There is much room for debate on the issue Placed before the Committee. The treatment is extremely expensive and in a significant percentage of patients is fatal. Yet, for a number of oncologists it is the preferred form of treatment and provides the best chance of recovery for their patients. The law, as it is now, however, does not permit the court to substitute its judgment for that of the Committee. There is no allegation in this case of any breach of fiduciary duty and once the determination is made that substantial evidence was offered to, and supports the decision of, the Committee, the court’s obligation to deny the request for a preliminary injunction on this case is clear.
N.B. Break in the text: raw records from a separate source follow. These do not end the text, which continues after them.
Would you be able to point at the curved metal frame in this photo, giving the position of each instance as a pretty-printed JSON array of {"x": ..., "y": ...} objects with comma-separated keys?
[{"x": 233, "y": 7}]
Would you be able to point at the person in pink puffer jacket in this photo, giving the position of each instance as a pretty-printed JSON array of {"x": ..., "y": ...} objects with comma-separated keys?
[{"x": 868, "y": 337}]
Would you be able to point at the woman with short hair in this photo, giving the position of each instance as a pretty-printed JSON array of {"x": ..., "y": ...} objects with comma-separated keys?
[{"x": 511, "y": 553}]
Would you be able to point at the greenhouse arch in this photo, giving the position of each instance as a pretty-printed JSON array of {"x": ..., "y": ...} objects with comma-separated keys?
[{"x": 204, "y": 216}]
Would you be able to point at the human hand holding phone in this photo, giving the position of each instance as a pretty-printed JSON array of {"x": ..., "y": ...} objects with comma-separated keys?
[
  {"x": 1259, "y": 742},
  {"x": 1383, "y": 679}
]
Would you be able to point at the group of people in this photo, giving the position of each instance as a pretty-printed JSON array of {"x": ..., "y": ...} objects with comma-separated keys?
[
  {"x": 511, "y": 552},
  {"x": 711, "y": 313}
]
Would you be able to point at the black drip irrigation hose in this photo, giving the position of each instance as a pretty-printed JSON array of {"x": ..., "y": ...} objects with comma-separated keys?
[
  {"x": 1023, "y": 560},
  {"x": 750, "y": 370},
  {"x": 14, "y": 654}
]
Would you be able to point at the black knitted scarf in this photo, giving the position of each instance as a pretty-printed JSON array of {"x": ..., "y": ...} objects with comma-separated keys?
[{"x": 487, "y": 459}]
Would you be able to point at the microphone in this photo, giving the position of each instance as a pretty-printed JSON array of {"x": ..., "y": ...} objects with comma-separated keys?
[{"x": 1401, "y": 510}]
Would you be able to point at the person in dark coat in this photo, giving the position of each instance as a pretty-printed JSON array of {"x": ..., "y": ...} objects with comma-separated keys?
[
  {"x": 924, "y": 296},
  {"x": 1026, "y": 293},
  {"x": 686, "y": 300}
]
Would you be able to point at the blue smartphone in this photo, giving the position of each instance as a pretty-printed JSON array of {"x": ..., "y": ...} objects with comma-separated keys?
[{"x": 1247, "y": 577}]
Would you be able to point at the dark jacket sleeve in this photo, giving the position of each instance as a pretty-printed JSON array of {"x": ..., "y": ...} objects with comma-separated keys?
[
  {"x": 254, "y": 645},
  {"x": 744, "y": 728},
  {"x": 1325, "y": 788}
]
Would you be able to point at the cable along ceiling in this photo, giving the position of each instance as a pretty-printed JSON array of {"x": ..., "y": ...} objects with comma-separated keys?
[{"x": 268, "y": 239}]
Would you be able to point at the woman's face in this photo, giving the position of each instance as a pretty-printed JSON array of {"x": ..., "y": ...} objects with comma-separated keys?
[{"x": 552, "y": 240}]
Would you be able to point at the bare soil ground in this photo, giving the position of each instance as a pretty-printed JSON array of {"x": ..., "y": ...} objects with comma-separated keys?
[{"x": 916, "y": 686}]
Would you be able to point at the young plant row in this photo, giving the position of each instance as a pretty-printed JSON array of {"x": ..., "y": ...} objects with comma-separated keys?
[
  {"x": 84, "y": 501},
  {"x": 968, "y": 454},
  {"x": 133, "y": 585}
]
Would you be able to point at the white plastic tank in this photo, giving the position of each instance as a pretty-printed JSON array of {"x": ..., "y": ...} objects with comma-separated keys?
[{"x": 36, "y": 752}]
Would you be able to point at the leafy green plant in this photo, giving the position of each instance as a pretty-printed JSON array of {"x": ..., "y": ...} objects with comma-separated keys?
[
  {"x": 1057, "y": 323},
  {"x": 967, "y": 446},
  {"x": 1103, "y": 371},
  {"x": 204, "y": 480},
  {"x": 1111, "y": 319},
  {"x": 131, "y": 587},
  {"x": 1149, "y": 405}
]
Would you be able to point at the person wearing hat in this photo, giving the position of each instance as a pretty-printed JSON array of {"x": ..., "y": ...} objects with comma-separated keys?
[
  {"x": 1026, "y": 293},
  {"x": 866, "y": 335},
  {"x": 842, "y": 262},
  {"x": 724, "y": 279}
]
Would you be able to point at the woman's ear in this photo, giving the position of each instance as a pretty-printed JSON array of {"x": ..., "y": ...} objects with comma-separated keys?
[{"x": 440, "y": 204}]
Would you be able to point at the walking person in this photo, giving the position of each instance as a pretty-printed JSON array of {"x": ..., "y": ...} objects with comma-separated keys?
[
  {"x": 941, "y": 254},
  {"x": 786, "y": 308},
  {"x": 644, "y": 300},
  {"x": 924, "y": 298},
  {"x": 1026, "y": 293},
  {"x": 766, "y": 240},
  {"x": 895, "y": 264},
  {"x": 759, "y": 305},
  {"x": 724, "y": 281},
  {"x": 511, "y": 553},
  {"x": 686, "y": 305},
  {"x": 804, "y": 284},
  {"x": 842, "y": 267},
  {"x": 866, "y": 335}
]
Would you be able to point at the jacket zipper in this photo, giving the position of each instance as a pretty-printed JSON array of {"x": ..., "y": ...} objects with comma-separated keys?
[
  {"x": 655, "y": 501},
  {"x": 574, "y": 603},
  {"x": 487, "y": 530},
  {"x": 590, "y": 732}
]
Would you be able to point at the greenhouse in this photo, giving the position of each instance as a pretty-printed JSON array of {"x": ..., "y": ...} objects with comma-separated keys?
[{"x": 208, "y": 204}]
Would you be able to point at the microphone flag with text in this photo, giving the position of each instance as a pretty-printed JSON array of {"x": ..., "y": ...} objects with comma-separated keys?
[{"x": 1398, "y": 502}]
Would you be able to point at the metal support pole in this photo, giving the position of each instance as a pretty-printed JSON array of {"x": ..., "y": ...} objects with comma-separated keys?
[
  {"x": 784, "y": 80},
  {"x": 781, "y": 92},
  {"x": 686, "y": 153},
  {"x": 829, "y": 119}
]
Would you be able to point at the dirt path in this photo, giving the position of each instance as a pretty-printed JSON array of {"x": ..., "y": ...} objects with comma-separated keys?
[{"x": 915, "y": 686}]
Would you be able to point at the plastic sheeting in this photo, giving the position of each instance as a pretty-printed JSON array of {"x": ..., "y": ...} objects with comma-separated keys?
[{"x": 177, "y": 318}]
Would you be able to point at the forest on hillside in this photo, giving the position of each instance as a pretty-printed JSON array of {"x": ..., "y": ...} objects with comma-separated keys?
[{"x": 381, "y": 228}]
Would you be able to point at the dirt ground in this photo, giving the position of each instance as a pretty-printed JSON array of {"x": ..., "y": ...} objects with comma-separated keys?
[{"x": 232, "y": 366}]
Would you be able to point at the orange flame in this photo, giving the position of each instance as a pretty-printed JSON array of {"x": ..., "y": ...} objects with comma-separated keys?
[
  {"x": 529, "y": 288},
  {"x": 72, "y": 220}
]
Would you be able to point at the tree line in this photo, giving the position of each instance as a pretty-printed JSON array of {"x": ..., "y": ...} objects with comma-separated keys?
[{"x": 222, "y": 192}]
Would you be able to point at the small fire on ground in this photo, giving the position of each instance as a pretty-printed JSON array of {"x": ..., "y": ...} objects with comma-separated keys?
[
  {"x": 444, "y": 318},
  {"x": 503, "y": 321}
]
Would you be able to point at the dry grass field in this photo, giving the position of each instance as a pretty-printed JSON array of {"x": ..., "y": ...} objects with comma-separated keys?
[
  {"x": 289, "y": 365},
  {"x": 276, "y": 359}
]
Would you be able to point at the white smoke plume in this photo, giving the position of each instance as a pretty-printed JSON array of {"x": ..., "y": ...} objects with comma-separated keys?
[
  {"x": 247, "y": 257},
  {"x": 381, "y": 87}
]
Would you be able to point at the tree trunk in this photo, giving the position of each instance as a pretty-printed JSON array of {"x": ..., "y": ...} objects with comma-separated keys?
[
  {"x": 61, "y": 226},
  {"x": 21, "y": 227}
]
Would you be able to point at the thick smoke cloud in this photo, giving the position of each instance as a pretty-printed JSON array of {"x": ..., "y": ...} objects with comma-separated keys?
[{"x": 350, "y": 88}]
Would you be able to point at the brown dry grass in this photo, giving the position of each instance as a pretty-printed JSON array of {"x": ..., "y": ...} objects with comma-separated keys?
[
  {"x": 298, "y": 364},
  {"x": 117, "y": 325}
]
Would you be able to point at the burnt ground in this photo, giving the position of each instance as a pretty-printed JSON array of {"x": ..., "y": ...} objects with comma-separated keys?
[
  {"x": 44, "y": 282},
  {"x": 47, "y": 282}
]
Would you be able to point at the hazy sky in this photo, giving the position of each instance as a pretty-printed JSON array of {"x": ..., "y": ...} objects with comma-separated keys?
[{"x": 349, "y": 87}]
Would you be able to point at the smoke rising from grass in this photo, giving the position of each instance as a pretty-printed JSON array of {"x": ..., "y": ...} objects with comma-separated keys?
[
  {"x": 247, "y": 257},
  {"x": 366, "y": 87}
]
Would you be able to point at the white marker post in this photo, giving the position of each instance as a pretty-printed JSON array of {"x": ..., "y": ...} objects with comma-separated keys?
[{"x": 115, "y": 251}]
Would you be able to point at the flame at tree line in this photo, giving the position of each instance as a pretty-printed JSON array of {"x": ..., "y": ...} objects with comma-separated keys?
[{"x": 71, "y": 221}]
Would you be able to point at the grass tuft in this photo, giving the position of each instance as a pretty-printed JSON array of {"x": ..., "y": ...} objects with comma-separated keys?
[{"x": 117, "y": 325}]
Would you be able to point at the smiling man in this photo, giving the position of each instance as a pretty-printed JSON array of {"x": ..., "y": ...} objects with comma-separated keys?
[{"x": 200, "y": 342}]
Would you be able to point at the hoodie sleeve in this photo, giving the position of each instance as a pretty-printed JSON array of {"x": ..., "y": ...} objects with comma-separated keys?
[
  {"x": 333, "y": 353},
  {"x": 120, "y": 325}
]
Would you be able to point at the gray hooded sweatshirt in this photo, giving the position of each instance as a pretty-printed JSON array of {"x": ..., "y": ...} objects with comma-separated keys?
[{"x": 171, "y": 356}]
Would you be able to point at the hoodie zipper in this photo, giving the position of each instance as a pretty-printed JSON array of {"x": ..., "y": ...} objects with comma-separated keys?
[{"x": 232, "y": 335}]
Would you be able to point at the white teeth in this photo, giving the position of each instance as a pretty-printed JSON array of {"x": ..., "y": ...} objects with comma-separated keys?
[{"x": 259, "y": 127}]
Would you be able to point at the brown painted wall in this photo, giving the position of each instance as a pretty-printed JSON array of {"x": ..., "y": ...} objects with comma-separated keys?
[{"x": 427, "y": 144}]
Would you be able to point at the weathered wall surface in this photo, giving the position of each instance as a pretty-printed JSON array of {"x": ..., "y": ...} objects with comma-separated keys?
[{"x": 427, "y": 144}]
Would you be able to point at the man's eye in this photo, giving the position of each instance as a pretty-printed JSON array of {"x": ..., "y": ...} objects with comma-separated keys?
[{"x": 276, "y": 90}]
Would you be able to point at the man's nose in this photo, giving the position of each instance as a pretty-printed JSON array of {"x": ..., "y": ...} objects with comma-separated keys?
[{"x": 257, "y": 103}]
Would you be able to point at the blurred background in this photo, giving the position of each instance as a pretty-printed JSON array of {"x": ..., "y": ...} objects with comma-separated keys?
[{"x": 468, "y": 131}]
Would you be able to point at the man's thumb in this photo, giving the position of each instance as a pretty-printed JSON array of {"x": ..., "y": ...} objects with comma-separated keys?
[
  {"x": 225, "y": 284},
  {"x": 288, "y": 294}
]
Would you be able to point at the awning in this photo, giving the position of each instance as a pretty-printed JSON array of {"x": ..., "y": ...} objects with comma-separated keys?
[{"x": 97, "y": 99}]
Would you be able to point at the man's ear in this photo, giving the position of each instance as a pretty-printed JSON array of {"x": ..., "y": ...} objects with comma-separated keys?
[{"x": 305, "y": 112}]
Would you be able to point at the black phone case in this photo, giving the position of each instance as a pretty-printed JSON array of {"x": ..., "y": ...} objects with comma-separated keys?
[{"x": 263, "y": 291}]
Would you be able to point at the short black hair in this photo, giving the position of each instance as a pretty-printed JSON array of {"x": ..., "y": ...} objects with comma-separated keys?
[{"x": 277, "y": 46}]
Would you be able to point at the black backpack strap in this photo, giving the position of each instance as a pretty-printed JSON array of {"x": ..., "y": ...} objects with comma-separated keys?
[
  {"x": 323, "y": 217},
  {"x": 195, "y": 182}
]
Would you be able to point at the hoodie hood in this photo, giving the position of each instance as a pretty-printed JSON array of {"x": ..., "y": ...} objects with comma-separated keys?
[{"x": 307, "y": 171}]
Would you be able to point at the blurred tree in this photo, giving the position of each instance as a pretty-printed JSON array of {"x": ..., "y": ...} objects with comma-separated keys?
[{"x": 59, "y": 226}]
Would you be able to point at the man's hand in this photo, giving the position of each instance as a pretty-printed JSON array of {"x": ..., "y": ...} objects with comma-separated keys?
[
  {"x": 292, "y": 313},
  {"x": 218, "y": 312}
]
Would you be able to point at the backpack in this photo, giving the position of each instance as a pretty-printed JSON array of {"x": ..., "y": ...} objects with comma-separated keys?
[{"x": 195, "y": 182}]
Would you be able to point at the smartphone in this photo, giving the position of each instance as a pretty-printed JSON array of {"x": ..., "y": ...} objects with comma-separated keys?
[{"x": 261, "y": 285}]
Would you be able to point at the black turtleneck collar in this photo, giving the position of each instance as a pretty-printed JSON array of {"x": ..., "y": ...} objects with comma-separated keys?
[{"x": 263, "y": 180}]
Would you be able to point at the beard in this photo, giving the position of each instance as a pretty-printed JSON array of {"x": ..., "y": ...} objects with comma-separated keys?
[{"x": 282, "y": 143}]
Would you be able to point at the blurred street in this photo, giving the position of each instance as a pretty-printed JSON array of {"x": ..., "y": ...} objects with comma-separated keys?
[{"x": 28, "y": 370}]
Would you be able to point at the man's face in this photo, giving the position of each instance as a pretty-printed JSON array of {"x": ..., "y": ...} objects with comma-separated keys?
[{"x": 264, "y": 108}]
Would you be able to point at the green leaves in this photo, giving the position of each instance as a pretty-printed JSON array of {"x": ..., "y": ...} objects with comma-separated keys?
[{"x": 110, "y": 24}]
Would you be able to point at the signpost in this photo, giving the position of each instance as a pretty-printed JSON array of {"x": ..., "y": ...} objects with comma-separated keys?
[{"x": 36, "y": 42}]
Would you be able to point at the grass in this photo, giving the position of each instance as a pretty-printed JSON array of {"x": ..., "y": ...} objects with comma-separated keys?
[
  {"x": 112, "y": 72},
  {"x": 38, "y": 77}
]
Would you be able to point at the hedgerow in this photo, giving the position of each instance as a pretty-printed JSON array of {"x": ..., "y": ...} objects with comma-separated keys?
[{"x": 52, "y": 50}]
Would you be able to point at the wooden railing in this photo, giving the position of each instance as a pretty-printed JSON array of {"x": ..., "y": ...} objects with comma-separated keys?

There is no basis to conclude that the plaintiff would likely succeed on the merits upon a full trial on the issue of whether HDC/PSCR is medically necessary under the terms of the policy.

 

Moreover, given the established nature of the law setting forth the standard of review as “arbitrary and capricious,” the court cannot hold that the plaintiff has shown a sufficiently serious question going to the merits to make it a fair ground for litigation.”

There was no appeal.

 

As an interesting end note to this case and all of the cases where I represented individuals seeking health insurance coverage to undergo HDC/PSCR in the 1990s, I would highly recommend the article “We Were All Sold A Bill of Goods: “Litigating the Science of Breast Cancer Treatment””, Jacobson and Doebler, 52 Wayne L. Rev. 43, Spring 2006. In that article, the authors provide an excellent discussion about the litigation boom over HDC/PSCR for breast cancer in the late 1980s and particularly in the 1990s. They cite to six or seven of my cases which are discussed in this case log in analyzing the causation of the 1990s litigation boom. The article begins:

“In the late 1980s and 1990s, thousands of women elected to undergo high-dose chemotherapy with autologous bone marrow transplant (HDC-ABMT) as a last chance treatment for breast cancer, despite the fact that the procedure cost upwards of $100,000 and was also expensive in terms of risks and side effects. When their health insurers refused to cover the treatment, many women sought payment through the judicial system. The result was a series of nearly a hundred courtroom battles, not to mention thousands of settlement negotiations, in which judges and juries were forced to determine whether women would have access to a new procedure that offered their only hope for survivial. Without it they would almost certainly die. By the time studies were published conclusively showing that the procedure was ineffective, more than 30,000 women had already received the treatment, which often shortened their lives and added to their suffering, at a total cost of approximately $3 billion.

 

What went wrong? Howe could so much money have been spent and such suffering imposed for no apparent benefit? The natural reaction to these devastating accounts is to assign blame. Depending on one’s political and philosophical views, blame might be apportioned in the following ways. First, in their quest to slash costs and raise the bottom-line, health insurers and managed care organizations ignored the needs of their policyholders. Second, physicians pressured their patients into undergoing a procedure with essentially unknown risks and benefits, in a desperate attempt to give them at least a few more years of life. Third, plaintiffs’ attorneys saw the opportunity to make the insurers pay - - both literally and figuratively - - for their cold-heartedness and pursued these cases aggressively. Finally, courts, moved by the plight of the dying women who came before them, let sympathy trump the law.

 

These attempts to apportion blame are certainly plausible and accord with the conventional wisdom which views lawyers and the courts as especially culpable. In this Article, we question the conventional system. We examine the role that attorneys and the court system played in this unfortunate set of outcomes and explores alternatives to avoid replicating these results in the future.” (52 Wayne L. Rev. 43, 44, 45)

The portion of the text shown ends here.